His detailed study in the 1970s on the various ethnic groups of Burma is widely considered as one of the best of that time. During the 1980s and early 1990s, when Sikh militancy was a major security problem, he was given charge of the desk handling this issue. He quickly familiarised himself with all aspects of this problem and acquired extensive knowledge of militant groups operating abroad. As expected, he was made the pointperson to brief representatives of foreign intelligence agencies about the threat India faced from terrorism and more particularly about the help being provided to these groups from across the border. Some western intelligence agencies were initially sceptical about our claim that these groups were receiving assistance from Pakistan. Raman never backed down and insisted that the information we were sharing had been double-checked and, hence, reliable. At the time of the Mumbai blasts, Raman was heading the counter-terrorism unit of R&AW.

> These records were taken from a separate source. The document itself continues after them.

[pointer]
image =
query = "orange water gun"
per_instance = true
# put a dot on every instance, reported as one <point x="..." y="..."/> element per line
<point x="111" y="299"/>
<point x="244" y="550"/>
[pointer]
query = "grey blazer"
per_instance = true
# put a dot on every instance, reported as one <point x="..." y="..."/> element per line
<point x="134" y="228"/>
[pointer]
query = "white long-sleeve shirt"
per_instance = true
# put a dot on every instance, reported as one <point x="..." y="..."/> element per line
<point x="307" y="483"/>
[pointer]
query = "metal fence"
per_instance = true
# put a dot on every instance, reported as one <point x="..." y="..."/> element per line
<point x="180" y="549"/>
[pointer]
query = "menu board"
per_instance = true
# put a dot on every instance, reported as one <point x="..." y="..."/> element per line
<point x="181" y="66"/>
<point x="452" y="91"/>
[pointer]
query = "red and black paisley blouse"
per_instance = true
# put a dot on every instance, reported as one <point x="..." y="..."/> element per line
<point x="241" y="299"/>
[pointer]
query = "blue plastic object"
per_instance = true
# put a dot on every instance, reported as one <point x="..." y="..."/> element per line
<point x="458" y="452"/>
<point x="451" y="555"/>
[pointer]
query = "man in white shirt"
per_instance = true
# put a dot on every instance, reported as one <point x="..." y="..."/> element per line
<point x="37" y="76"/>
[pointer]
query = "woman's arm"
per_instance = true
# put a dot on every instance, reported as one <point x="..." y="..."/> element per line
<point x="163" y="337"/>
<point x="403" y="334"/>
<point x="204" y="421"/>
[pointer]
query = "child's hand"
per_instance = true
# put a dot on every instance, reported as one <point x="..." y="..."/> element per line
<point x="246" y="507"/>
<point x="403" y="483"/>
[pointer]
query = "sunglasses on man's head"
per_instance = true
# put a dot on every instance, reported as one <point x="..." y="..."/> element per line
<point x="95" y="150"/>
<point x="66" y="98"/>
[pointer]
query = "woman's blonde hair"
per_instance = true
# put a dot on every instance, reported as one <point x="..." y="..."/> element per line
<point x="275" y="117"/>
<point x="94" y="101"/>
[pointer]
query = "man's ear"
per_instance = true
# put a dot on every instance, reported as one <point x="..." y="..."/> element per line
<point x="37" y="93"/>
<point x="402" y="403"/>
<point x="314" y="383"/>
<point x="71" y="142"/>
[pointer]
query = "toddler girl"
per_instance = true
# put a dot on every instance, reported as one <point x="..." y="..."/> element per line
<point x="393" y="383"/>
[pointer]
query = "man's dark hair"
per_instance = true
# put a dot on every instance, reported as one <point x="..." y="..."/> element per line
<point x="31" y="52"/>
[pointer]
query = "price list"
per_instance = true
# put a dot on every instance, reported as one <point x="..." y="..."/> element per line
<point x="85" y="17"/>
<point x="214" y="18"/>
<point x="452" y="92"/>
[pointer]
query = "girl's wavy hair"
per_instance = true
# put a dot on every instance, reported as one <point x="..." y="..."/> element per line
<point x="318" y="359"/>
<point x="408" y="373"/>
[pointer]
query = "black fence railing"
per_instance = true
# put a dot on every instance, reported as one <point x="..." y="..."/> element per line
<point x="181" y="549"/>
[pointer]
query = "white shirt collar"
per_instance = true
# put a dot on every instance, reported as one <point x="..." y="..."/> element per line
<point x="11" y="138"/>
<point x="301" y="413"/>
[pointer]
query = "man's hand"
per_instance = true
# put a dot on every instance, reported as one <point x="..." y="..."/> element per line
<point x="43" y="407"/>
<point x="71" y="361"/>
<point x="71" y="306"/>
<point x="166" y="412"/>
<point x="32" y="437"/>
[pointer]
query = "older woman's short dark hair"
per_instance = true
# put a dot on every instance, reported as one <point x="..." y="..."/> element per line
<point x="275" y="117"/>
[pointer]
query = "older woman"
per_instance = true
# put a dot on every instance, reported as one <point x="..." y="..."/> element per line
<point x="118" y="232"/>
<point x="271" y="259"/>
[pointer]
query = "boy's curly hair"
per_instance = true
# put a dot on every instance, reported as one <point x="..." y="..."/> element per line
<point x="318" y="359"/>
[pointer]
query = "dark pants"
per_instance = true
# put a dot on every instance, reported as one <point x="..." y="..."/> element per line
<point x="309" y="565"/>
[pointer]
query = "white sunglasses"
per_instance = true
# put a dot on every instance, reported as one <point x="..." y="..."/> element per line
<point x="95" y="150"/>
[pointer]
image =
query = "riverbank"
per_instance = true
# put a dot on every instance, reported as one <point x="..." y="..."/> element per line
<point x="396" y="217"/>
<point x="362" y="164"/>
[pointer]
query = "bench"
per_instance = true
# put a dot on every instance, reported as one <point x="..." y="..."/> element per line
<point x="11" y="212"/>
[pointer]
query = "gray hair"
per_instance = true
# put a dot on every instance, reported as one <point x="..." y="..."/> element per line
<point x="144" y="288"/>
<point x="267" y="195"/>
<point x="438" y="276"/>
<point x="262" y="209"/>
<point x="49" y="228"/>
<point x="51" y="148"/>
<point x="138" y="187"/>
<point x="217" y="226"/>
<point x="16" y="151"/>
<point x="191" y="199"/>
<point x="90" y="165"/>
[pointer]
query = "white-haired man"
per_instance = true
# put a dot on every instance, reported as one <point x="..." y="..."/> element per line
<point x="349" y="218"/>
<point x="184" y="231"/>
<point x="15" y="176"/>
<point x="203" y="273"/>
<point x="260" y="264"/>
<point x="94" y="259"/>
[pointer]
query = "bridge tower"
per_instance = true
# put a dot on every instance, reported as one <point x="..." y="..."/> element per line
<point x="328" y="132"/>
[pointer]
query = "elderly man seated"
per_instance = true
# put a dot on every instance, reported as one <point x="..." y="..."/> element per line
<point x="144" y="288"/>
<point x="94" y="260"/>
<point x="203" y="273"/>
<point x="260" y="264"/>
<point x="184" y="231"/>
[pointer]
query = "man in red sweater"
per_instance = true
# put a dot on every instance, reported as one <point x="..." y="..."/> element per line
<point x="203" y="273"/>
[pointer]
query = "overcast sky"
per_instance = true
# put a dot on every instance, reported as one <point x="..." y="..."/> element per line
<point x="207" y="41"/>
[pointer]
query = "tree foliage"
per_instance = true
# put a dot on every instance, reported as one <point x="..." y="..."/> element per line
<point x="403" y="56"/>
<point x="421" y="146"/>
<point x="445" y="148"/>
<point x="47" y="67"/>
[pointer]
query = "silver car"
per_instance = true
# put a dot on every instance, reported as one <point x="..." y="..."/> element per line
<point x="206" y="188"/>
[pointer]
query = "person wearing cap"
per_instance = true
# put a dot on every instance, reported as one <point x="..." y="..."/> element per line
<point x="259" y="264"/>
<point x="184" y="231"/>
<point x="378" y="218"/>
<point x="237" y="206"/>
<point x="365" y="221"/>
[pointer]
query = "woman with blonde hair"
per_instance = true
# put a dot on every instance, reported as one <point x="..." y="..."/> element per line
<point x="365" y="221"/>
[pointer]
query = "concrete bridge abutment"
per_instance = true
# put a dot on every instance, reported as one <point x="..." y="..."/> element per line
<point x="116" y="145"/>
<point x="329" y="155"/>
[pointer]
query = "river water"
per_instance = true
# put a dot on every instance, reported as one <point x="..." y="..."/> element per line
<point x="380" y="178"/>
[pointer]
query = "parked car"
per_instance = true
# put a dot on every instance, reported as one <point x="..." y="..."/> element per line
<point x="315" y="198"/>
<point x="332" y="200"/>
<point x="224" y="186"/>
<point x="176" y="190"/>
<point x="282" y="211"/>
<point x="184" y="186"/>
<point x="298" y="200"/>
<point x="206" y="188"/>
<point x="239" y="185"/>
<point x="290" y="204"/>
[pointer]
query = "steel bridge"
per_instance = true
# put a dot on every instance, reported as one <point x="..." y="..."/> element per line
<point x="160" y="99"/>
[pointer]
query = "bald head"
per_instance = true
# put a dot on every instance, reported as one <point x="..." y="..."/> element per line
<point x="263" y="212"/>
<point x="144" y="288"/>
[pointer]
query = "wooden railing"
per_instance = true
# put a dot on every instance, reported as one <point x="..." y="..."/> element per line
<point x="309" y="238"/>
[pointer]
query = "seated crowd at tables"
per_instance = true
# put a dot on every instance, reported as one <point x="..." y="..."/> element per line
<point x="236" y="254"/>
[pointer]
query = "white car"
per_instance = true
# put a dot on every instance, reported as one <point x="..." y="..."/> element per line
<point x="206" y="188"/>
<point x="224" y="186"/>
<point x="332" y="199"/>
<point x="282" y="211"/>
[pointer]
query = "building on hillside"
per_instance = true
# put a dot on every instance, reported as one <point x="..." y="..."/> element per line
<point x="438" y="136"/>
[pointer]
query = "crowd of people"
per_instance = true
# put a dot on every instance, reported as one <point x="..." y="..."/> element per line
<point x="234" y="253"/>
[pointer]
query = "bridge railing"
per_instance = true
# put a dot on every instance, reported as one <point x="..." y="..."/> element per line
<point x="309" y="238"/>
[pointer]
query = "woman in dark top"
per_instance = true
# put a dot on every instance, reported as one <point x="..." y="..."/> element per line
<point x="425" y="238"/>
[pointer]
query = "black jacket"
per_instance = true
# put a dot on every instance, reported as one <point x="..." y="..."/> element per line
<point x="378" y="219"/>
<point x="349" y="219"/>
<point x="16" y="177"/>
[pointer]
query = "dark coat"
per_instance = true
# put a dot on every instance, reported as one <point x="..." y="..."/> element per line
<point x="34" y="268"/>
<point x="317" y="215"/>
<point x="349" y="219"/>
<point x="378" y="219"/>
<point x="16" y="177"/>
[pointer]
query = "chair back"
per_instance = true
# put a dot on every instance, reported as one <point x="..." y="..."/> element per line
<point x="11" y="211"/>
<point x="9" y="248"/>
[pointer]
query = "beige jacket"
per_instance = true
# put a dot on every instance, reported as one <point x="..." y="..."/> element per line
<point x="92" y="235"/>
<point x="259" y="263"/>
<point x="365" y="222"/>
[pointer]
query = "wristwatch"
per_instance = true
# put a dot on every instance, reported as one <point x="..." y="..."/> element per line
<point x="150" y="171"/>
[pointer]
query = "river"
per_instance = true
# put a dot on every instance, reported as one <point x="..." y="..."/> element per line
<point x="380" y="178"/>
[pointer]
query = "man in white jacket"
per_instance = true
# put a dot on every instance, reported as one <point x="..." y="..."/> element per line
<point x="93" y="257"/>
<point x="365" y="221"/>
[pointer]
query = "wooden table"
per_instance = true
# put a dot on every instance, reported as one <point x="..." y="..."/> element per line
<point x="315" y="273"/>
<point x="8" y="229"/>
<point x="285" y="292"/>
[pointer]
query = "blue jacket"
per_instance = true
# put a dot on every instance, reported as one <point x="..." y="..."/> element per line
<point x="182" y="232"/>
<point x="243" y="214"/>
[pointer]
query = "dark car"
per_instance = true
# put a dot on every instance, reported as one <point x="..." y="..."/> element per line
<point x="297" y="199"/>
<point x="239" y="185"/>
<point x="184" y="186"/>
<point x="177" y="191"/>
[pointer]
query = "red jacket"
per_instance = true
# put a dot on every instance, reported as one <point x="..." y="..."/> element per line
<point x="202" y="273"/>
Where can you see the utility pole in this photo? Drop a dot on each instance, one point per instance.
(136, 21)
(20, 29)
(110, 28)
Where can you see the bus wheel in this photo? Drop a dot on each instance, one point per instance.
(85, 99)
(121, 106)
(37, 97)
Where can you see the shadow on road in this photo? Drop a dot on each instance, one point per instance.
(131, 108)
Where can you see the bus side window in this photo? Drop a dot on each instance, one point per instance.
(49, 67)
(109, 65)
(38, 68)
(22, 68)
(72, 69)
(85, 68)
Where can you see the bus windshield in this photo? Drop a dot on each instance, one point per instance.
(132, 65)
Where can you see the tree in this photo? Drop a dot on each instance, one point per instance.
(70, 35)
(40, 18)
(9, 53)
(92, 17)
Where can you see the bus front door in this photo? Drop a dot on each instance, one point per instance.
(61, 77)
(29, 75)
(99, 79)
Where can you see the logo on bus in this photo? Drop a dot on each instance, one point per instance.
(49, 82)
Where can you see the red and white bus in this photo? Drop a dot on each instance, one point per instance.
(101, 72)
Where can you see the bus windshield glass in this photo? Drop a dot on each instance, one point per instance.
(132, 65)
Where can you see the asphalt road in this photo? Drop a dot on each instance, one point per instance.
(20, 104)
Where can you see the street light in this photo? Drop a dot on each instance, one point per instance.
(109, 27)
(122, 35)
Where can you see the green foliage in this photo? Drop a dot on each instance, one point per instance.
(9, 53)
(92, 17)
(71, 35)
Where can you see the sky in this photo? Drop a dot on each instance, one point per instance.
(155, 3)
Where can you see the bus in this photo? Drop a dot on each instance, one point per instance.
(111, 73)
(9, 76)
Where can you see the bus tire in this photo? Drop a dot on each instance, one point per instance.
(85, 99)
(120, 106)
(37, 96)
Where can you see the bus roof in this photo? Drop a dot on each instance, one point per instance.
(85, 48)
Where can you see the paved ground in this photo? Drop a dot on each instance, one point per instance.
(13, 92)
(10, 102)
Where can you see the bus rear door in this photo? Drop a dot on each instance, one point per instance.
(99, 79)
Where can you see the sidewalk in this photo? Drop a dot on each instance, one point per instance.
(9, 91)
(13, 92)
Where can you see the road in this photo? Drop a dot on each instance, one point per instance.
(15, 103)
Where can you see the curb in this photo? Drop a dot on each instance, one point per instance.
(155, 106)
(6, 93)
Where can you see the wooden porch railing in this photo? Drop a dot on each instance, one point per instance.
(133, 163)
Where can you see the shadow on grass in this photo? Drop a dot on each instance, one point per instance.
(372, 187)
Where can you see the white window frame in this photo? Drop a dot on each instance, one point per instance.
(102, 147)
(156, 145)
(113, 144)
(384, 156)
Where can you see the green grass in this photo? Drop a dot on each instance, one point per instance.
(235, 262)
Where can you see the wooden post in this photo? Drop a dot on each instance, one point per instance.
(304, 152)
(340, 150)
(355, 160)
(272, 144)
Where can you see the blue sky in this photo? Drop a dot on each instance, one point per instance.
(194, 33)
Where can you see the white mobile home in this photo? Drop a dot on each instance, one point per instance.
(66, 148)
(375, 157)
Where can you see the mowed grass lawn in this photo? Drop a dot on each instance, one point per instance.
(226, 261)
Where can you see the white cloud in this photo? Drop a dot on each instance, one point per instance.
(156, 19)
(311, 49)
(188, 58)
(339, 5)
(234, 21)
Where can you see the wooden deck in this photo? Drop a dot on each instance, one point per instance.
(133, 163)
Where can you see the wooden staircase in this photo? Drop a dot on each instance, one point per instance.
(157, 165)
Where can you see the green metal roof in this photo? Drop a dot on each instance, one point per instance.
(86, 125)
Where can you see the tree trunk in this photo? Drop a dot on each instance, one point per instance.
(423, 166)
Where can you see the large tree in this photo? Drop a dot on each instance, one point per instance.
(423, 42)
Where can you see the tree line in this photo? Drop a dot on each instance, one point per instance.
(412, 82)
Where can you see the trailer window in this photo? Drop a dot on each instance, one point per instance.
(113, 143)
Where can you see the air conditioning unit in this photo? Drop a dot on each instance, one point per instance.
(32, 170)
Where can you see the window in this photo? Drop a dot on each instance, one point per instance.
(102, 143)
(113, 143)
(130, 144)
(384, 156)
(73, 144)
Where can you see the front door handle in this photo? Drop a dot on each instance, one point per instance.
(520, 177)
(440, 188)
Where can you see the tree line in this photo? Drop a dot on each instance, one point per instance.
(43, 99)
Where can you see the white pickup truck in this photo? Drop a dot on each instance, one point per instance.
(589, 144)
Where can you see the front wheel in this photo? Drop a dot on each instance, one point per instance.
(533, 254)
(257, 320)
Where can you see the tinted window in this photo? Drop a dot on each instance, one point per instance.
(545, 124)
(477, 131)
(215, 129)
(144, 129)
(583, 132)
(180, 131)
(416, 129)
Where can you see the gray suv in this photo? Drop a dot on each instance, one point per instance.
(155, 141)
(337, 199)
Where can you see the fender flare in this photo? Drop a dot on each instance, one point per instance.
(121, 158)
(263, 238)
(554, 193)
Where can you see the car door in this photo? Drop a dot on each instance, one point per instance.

He started writing prolifically on strategic issues after his retirement in 1994 and was much in demand at conferences and workshops not only in India but also abroad. His standing in the international strategic community was evident when Stephen Cohen asked him to write a chapter for his book, The Future of Pakistan .

In his passing, India’s strategic community has lost one of its finest minds, and the country’s intelligence world, a rare role model.

(Amber Sen was formerly Special Secretary, RAW, and Strategic Intelligence Adviser, National Security Council.)